39Cette référence à la littérature orale peut s’opérer aussi à travers une deuxième modalité : la citation. Souvent utilisée dans les textes romanesques, elle consiste tout simplement à interrompre le fil de la narration et à insérer dans l’espace ainsi ouvert un texte oral qui peut être un conte ou une poésie. Ainsi, évoquant une soirée à laquelle participe son héros, Ousmane Socé, dans Karim, roman sénégalais, tient à faire connaître à son lecteur que le monde des contes est encore bien vivant malgré les transformations qui marquent la société sénégalaise des années trente :

Dans la cour, toute la maisonnée était réunie pour écouter les contes de tante Aminata. Lentement elle nouait des actions, les faisait progresser, puis les dénouait. [...] Il était une fois, poursuivait Aminata, une vieille femme qui avait beaucoup de biens. (Socé, 1935 : 72-73).

40Dans cet exemple, le texte du conte est évoqué au style indirect, mais il peut être, dans d’autres cas, cité intégralement et occuper plusieurs pages. Par ailleurs, l’utilisation de ce procédé est plus ou moins bien réussi. En effet, le texte cité donne parfois l’impression d’avoir été plaqué dans le roman. Dans d’autres cas, au contraire, l’insertion du texte répond à une logique dans la mesure où il peut faire écho aux sentiments profonds éprouvés par un personnage ou à sa situation.
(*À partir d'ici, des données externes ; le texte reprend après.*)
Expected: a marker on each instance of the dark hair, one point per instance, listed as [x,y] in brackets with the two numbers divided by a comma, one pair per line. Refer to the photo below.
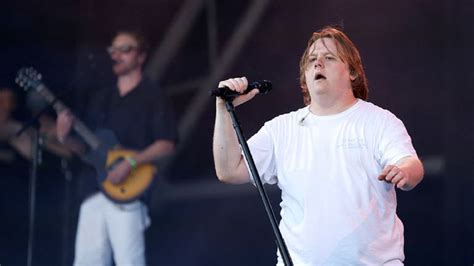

C’est le cas dans l’utilisation que Mongo Beti, dans Mission terminée, fait de La complainte du petit orphelin que Yoannès le Palmipède apprend au narrateur, avec une intention bien précise :

J'avais beau lui faire remarquer, en toute amitié que, pour ma part, je n'avais encore perdu aucun de mes parents, il me répondait invariablement que je les perdrais bien un jour et que je serais alors orphelin comme tout le monde -tiens, comme lui, par exemple. Je me résignais donc à interpréter la chanson dans le genre pleurnichard, ce qui plut énormément à Yoannès le Palmipède. C'est pour toutes ces raisons que j'ai appelé cette chanson : La complainte du petit orphelin. (Beti, 1985 : 147).

41Dans un exemple comme celui, il y a, comme on le voit, tentative de l’écrivain pour établir une certaine circulation, voire homologie, entre texte oral et texte écrit.

  • 16  Bien entendu, je laisse de côté une autre innovation, thématique celle-ci, et qui n’entre pas dans (...)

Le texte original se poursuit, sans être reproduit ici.